Entscheidung fällt im Senat

Das ist vor allem deswegen von Bedeutung, da der Senat letztlich darüber entscheidet, ob Trump seines Amtes enthoben wird. Obwohl der Unmut über Trump auch unter den Republikanern wächst, war die für eine Verurteilung nötige Zweidrittelmehrheit im Senat bislang nicht in Sicht. Das könnte sich nun ändern.

Dass auch die zweite Kongresskammer noch vor dem 20. Januar entscheiden könnte, ist trotzdem quasi ausgeschlossen. Es geht den Demokraten aber auch darum, Trump nach einer Verurteilung für Regierungsämter zu sperren. Das wäre auch mit einem erfolgreichen Abschluss des Verfahrens nach dem Amtsantritt von Joe Biden möglich und würde Trump eine etwaige Präsidentschaftskandidatur 2024 verwehren.

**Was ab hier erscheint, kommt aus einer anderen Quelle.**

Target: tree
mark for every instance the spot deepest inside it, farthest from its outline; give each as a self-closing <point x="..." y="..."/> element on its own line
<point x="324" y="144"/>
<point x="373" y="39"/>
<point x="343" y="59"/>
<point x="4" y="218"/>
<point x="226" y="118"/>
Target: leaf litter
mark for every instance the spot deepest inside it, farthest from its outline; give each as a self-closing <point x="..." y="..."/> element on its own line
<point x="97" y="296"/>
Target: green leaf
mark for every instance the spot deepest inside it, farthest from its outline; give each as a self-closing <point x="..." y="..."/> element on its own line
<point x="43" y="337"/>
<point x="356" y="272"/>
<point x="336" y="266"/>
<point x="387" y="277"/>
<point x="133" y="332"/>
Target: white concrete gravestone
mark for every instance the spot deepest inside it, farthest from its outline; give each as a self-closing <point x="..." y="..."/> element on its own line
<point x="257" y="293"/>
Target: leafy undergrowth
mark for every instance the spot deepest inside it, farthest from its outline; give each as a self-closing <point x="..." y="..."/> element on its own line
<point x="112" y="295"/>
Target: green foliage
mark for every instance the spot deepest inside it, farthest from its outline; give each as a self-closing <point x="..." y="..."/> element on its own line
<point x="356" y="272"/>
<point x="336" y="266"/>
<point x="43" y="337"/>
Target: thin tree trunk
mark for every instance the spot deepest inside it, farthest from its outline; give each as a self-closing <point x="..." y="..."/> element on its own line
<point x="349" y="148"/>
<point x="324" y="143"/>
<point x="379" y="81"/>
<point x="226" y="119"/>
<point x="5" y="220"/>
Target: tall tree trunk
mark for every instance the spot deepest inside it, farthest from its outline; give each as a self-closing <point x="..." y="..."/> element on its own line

Amtsenthebung wir im Repräsentantenhaus eingeleitet

Die Demokraten werfen ihm „Anstiftung zum Aufruhr“ vor. Im Repräsentantenhaus wird im Laufe des Mittwochs (Ortszeit) eine Abstimmung über diesen Anklagepunkt erwartet, mit dem das Amtsenthebungsverfahren offiziell eingeleitet werden soll.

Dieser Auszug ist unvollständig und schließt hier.